23 de ago. de 2008

Espírito olímpico

Foi grandiosa a cerimônia de abertura dos XXIX Jogos Olímpicos, realizada na cidade chinesa de Beijin, (Pequim), em 8/8/2008. A China se programou com esmero para deixar o mundo ocidental de queixo caído. Em 2006, quando visitei Pequim, a cidade estava transformada num parque de construções, enormes edifícios sendo erguidos às pressas. Andaimes de bambus prometiam hotéis e shopping centers, por todo lado.
Considerada excepcional e surpreendente, a cerimônia de abertura foi presenciada por 91 mil pessoas, no estádio Ninho de Pássaro, e assistida por quatro bilhões de telespectadores em todo o mundo.

Poucos dias após, ainda sob o efeito da magia, verdade bem pouco glamorosa começou a ser desvendada, proporcionando o sentimento de manipulação programada.

Aos poucos, descobriu-se que a voz que entoou a “Ode à Pátria” não pertencia à encantadora menina (chamada pela imprensa chinesa de “estrela em ascensão”) que a interpretou, na verdade em “playback”. Porque a verdadeira cantora era outra menina, de figura pouco atraente, acima do peso, com dentes feios. Como não representaria à altura a imagem que a China desejava mostrar ao mundo, foi descartada.

Questionadas, as autoridades admitiram a troca, dizendo ser “uma questão de interesse nacional”. A decisão de substituir a cantora em frente às câmeras foi tomada durante um ensaio, assistido por um dos principais dirigentes do Partido Comunista Chinês.

Como se isso fosse pouco, também veio à tona a informação de que algumas imagens dos fogos de artifício transmitidas na TV, embasbacando a todos, na verdade haviam sido gravadas com antecedência e editadas.

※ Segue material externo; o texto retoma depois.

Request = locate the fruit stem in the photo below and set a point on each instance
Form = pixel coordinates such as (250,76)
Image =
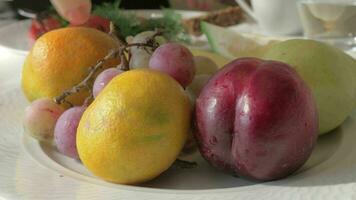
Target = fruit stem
(124,65)
(183,164)
(84,83)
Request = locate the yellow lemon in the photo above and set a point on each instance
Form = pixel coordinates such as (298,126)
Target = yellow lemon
(135,128)
(61,58)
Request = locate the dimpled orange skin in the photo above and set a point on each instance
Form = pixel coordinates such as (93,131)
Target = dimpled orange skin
(61,58)
(136,127)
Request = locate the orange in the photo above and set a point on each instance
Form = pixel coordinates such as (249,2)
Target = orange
(136,127)
(61,58)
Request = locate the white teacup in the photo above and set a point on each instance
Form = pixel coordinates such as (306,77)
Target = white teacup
(274,16)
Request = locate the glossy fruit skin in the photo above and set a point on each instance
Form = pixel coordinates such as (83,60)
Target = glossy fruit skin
(175,60)
(97,22)
(65,131)
(36,29)
(135,128)
(61,58)
(40,118)
(204,65)
(256,119)
(328,71)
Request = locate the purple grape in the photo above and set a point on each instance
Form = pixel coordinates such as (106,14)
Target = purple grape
(103,79)
(40,118)
(65,131)
(175,60)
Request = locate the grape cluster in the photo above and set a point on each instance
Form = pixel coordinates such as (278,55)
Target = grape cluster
(46,119)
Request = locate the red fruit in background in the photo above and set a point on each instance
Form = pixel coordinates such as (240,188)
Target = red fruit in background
(38,28)
(97,22)
(257,119)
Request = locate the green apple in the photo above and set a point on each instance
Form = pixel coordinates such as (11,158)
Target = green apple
(328,71)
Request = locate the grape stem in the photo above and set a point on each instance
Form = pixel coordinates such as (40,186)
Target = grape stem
(124,64)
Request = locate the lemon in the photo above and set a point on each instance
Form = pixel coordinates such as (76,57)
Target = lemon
(136,127)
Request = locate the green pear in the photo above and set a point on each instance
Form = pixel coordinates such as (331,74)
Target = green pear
(328,71)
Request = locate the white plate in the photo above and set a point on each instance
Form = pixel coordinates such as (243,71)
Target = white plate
(29,170)
(14,36)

Numa cena espetacular, anéis gigantescos com fogos cruzados surgiram no céu, supostamente filmados ao vivo de um helicóptero. Como a poluição chinesa impediria a visão, as imagens foram editadas, com grande tecnologia.

Aí lembrei um campeiro, homem rústico, que nunca acreditou que o homem tivesse ido à lua, embora houvesse presenciado o fato na TV, junto conosco. Descrença então considerada absurda, hoje teria razão de ser.

Mas os questionamentos não cessam nesse ponto. Também a idade de duas das seis ginastas da Seleção da China que conquistaram medalha de ouro está sendo posta em dúvida. Há sérias interrogações sobre a idoneidade dos documentos comprobatórios da idade das ginastas. A idade mínima permitida é 16 anos, feitos durante o ano da Olimpíada, pois, quanto mais jovem a ginasta, maior a flexibilidade. Reportagens anteriores, referindo-se à idade das ginastas como 14 anos, segundo consta, foram retiradas dos sites estatais.

Talvez o mais surpreendente, nisso tudo, seja a naturalidade com que autoridades tratam do assunto, empenhadas em criar uma imagem ideal de uma China fictícia. Como se, para elas, importasse mais a fantasia que a realidade, a moldura que o quadro.
Ou talvez seja compreensível que, após longo período de lavagem cerebral, nem todos os chineses possam compreender o sentido do espírito olímpico, demonstrado com bravura por muitos atletas, inclusive seus.

Na China, como no Brasil ou em qualquer outro país, há pessoas boas e pessoas más, pessoas idôneas e pessoas capazes de inverter verdades e nos convencer do que desejarem. Olhos abertos, ouvidos atentos e capacidade de questionar só fazem bem.